Chen Zhe-Ling, Shen Yan-Wei, Li Shu-Ting, Li Chun-Li, Zhang Ling-Xiao, Yang Jiao, Lv Meng, Lin Ya-Yun, Wang Xin, Yang Jin
Department of Medical Oncology, The First Affiliated Hospital of Xi'an Jiaotong University, Xi'an, Shaanxi, People's Republic of China.
Onco Targets Ther. 2016 May 30;9:3233-47. doi: 10.2147/OTT.S106055. eCollection 2016.
The addition of human epidermal growth factor receptor 2 (Her2) therapies to neoadjuvant chemotherapy (NAC) during treatment of Her2-positive breast cancer has been proposed as an effective way to improve the prognosis. However, the treatment outcomes of adding trastuzumab, lapatinib, or both to NAC were not unequivocal in randomized clinical trials. Based on these data, a meta-analysis was performed.
The main objective was to evaluate the efficiency and safety of trastuzumab and lapatinib added to NAC for treatment of Her2-positive breast cancer.
ClinicalTrials.gov and PubMed were searched for randomized clinical trials that compared trastuzumab, lapatinib, or both, added to NAC. The main endpoint was a pathologically complete response (pCR) rate, in breast only or in breast and lymph nodes. The drug safety and the influence of hormone-receptor status, comparing the clinical response and the rate of breast conservation, were evaluated.
A total of eight publications were included in the primary analysis, designed as two or three subgroups.
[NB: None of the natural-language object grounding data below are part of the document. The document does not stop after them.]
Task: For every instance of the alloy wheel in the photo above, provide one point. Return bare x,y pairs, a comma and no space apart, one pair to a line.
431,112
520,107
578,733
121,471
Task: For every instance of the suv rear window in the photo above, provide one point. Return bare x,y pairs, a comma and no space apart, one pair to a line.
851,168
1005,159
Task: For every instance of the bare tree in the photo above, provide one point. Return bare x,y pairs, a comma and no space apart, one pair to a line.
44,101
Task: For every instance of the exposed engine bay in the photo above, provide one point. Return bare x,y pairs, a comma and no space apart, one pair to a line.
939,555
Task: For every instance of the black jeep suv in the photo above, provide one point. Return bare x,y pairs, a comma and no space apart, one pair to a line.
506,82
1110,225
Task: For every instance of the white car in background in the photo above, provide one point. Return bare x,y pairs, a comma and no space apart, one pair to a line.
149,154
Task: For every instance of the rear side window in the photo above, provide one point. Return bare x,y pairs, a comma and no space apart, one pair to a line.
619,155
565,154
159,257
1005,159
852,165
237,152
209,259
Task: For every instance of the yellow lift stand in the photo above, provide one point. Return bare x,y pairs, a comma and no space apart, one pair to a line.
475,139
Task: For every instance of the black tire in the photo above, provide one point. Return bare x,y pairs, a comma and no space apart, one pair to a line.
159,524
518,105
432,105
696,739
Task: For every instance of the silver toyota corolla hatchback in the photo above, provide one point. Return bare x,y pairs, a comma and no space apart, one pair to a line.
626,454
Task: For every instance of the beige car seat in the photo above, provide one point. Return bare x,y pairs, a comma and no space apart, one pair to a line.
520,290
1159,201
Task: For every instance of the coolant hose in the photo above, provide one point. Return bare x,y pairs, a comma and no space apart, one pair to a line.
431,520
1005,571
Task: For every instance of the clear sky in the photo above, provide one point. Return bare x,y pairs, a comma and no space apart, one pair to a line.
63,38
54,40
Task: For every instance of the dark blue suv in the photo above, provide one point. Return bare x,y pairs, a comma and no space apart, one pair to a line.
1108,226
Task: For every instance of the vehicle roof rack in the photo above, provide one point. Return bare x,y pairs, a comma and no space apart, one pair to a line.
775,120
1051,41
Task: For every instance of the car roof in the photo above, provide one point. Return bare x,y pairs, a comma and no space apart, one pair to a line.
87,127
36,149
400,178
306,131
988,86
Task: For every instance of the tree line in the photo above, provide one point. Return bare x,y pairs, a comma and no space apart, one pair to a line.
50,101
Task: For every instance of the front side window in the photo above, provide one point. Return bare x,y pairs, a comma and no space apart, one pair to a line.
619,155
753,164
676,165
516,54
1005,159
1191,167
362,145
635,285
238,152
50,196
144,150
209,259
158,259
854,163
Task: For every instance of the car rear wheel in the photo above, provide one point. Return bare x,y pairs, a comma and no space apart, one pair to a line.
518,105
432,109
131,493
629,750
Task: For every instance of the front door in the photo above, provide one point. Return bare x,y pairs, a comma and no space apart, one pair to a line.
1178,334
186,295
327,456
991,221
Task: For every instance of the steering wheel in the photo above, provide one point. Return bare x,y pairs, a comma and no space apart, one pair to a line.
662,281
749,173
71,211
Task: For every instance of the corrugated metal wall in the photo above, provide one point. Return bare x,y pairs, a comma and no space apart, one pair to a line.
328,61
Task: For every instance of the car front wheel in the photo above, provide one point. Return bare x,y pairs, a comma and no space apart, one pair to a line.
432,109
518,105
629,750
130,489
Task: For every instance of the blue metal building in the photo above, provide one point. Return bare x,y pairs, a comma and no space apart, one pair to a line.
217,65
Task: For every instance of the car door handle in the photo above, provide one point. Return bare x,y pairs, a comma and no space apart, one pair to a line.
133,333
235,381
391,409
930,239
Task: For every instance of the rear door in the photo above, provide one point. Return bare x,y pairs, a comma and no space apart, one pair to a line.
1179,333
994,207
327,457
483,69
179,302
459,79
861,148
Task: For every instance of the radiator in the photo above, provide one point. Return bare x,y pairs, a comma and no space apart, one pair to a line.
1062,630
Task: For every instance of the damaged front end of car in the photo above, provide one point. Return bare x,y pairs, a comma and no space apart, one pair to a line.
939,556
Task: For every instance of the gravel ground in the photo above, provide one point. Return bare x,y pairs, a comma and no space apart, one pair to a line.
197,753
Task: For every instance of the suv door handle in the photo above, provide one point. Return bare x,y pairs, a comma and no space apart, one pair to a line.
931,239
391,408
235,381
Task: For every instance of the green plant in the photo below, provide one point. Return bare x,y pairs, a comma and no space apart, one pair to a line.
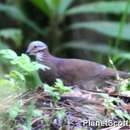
57,90
23,71
58,10
111,104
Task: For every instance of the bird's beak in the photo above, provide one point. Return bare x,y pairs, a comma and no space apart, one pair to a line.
28,51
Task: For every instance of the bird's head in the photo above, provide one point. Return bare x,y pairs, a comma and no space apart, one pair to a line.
35,47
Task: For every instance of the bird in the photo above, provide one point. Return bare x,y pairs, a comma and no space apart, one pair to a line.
83,73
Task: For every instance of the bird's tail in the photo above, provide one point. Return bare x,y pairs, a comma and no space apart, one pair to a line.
108,72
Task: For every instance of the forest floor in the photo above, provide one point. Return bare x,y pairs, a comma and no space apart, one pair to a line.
76,110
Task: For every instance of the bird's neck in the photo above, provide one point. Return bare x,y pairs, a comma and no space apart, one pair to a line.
43,56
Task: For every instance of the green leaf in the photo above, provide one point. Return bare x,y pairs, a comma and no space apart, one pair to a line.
14,34
42,5
8,54
107,28
3,45
113,7
19,15
100,48
63,7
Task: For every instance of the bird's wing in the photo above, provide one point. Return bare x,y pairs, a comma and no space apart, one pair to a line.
75,69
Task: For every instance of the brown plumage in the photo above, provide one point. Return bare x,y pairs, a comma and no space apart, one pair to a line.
71,71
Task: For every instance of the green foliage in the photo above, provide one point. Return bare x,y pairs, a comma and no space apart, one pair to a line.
24,71
13,34
15,109
17,14
57,90
100,7
107,28
101,48
109,103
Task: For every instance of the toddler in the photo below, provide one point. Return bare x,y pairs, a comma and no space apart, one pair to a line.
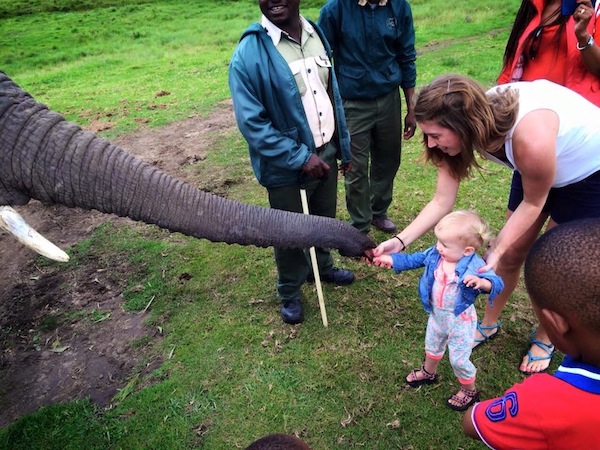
448,288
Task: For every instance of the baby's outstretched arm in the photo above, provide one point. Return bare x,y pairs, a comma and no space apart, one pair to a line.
383,261
475,282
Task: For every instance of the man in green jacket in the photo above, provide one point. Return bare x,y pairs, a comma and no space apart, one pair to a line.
289,110
373,45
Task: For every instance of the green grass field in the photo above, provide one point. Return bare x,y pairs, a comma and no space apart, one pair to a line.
232,371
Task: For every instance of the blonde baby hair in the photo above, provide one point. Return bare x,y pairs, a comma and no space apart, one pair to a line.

The cumulative cases were 2,349 and the analyses of all the clinical trials showed that the pCR rate was significantly higher in the group receiving trastuzumab than that in the group with lapatinib, either in breast only (P=0.001) or in breast and lymph nodes (P=0.0001). Similar results could be seen in comparisons of the combination versus trastuzumab group. Further studies of subgroups divided into hormone receptor-positive or-negative patients showed that the addition of trastuzumab or dual Her2-targeted therapy significantly improved the pCR rate in patients who were hormone-insensitive. Regarding the toxic effects, we found more grade 3 and 4 toxic effects, such as diarrhea, skin disorder, and hepatic biochemical changes in the lapatinib and combination groups. No temporally significant differences were found when the clinical response and the rate of breast conservation in the groups were analyzed.
The combination of trastuzumab and lapatinib was superior to single-agent treatment for improved pCR rate. However, combination treatment was not effective in improving the rate of breast conservation. Furthermore, a higher risk for toxicity was associated with combined administration.
在人表皮生长因子受体2(Her2)阳性乳腺癌治疗中,于新辅助化疗(NAC)期间添加Her2疗法被认为是改善预后的有效方法。然而,在随机临床试验中,将曲妥珠单抗、拉帕替尼或两者添加到NAC中的治疗效果并不明确。基于这些数据,进行了一项荟萃分析。
主要目的是评估在NAC中添加曲妥珠单抗和拉帕替尼治疗Her2阳性乳腺癌的有效性和安全性。
在ClinicalTrials.gov和PubMed上检索比较在NAC中添加曲妥珠单抗、拉帕替尼或两者的随机临床试验。主要终点是仅乳腺或乳腺及淋巴结的病理完全缓解(pCR)率。评估了药物安全性以及激素受体状态的影响,比较了临床反应和保乳率。
共有8篇出版物纳入了初步分析,分为两个或三个亚组。累计病例数为2349例,所有临床试验分析表明,接受曲妥珠单抗治疗的组的pCR率显著高于接受拉帕替尼治疗的组,无论是仅乳腺(P = 0.001)还是乳腺及淋巴结(P = 0.0001)。在联合治疗组与曲妥珠单抗组的比较中也可见类似结果。对分为激素受体阳性或阴性患者的亚组进行的进一步研究表明,添加曲妥珠单抗或双重Her2靶向治疗可显著提高激素不敏感患者的pCR率。关于毒性作用,我们发现在拉帕替尼组和联合治疗组中,有更多3级和4级毒性作用,如腹泻、皮肤疾病和肝脏生化改变。在分析各组的临床反应和保乳率时,未发现时间上的显著差异。
曲妥珠单抗和拉帕替尼联合治疗在提高pCR率方面优于单药治疗。然而,联合治疗在提高保乳率方面无效。此外,联合给药的毒性风险更高。